Legion Machine Model

In order to target a specific architecture, mappers need access to a description of the underlying hardware. Legion provides a static singleton Machine object that can be used to make queries concerning the underlying hardware. We show how to make some of these queries as part of the constructor for our AdversarialMapper object (lines 47-173).

A pointer to the Machine singleton is passed as part of the arguments to any mapper constructor, but it can also always be obtained by calling the static method get_machine of the Machine type from anywhere in the application. The Machine type actually comes from the Legion low-level runtime, but typedefs are used to ensure the proper types are all available for application use as well. In our constructor we begin by obtaining a reference to the STL set of all the processors in the machine (line 51). The Processor objects are simply light-weight handles for naming all of the processors in the machine.

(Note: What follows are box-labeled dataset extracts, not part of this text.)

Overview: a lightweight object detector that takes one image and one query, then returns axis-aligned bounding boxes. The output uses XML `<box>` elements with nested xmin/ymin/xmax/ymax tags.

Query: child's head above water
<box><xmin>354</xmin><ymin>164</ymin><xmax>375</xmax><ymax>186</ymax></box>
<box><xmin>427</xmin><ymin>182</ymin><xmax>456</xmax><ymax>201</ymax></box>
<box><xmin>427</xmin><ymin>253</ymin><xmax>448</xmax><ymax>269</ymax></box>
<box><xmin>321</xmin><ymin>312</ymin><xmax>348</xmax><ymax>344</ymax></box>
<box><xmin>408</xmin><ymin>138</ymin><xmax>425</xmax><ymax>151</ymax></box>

The set of all processors can depend on which version of the low-level runtime as well as command line arguments such as the -ll:cpu <#> flag which specifies the number of CPU processors to create. (It is on our TODO list to have the low-level runtime inspect the hardware to automatically discover the underlying machine architecture. More details on how to configure the Legion low-level runtime can be found here.)

We now want to print out information about the underlying processors and memories for our machine. To do this we first add the conditional on line 31 to ensure that only one mapper performs the output. Recall a separate instance of the AdversarialMapper will be made for every processor. We only have the mapper whose local processor is the first one in the set of all processors do the printing. We then iterate over the set of all processors and print out their ID and type (lines 54-83). Most objects obtained from the Machine object have an associated id field that can uniquely identify them (it is useful to print these IDs in hexadecimal format). There are currently three types of processors supported by the Legion runtime: latency-optimized processors (LOC_PROC) are CPU processors, throughput-optimized processors (TOC_PROC) are GPUs, and utility processors are special CPU processors used for performing Legion runtime tasks. (Utility processors can also be used for running Legion tasks, but may suffer from longer latencies as they will be interleaved with runtime-level operations.)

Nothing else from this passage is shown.